Pulmatrix has collaborated with Cystic Fibrosis Foundation Therapeutics (CFFT) to advance clinical trials of PUR118, iCALM inhaled drug candidate, in the treatment of cystic fibrosis (CF).

According to the agreement, Pulmatrix will receive $1.4m in upfront and milestone-driven funding for the effort from the CFFT, along with introductions to cystic fibrosis academic researchers and access to critical research insight and resources.

The award is expected to support Pulmatrix’s Phase 1b trials of PUR118 in cystic fibrosis to reduce the risk of acute exacerbations in CF patients.

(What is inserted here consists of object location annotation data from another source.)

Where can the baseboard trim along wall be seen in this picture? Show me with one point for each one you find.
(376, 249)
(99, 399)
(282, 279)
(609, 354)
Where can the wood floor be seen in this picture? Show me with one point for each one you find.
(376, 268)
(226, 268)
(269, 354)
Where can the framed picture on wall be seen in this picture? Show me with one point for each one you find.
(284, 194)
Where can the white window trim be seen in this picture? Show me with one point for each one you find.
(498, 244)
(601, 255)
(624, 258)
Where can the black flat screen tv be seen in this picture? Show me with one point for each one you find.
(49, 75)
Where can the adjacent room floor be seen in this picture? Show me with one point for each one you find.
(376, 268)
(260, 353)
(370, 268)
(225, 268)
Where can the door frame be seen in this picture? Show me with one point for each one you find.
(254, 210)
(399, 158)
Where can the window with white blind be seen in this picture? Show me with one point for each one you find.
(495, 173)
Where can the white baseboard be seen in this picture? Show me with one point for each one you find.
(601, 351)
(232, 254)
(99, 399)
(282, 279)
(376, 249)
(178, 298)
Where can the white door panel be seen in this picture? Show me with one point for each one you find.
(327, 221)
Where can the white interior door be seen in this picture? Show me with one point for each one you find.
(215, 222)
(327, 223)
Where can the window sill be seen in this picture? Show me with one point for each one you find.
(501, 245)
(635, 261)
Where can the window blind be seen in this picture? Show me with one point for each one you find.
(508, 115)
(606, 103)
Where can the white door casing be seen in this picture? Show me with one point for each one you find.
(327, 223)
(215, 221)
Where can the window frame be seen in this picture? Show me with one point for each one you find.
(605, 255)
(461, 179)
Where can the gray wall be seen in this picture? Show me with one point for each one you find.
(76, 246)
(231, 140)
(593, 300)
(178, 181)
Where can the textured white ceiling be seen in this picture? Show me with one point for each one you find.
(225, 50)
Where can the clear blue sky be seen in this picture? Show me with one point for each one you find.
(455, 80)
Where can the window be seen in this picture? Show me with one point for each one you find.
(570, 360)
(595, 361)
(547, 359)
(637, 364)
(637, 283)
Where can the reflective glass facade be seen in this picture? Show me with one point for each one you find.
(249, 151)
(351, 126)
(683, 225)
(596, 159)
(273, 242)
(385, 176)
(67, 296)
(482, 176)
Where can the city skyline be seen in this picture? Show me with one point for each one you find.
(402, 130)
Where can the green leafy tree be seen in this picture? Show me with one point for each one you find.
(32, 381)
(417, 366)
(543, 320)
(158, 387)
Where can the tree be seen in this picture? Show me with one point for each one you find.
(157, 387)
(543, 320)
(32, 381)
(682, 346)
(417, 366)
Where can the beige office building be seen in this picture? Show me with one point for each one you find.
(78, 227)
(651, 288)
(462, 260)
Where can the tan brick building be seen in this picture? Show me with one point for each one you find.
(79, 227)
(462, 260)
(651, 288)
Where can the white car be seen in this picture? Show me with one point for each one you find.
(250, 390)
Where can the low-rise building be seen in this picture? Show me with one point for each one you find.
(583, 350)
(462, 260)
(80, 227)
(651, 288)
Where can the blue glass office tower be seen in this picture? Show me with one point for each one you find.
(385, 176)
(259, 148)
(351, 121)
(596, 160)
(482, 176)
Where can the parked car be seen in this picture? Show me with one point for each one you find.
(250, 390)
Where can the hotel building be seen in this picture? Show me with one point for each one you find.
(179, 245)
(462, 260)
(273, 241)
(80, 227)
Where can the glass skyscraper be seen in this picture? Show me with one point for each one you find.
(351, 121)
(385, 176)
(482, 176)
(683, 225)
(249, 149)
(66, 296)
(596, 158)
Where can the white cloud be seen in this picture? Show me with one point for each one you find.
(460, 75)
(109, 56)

Pulmatrix CEO Robert Clarke said CF Foundation is making an investment with Pulmatrix that will significantly enhance the drug’s development.

"This is a tremendous vote of confidence in our clinical program and gives us the ability to accelerate our activities as we seek to develop a novel treatment to meet the unmet needs of patients with CF. Longer term, we see PUR118 as a perfect complement to the existing CF therapies to provide even better patient outcomes," Clarke added.

PUR118 is at present in a Phase 1 study in cystic fibrosis and two Phase 1b studies in patients with chronic obstructive pulmonary disease (COPD).

Following the completion of the Phase 1 safety and tolerability study in CF patients, Pulmatrix is considering a Phase 1b trial of PUR118 in CF patients evaluating mucociliary clearance velocity as an endpoint.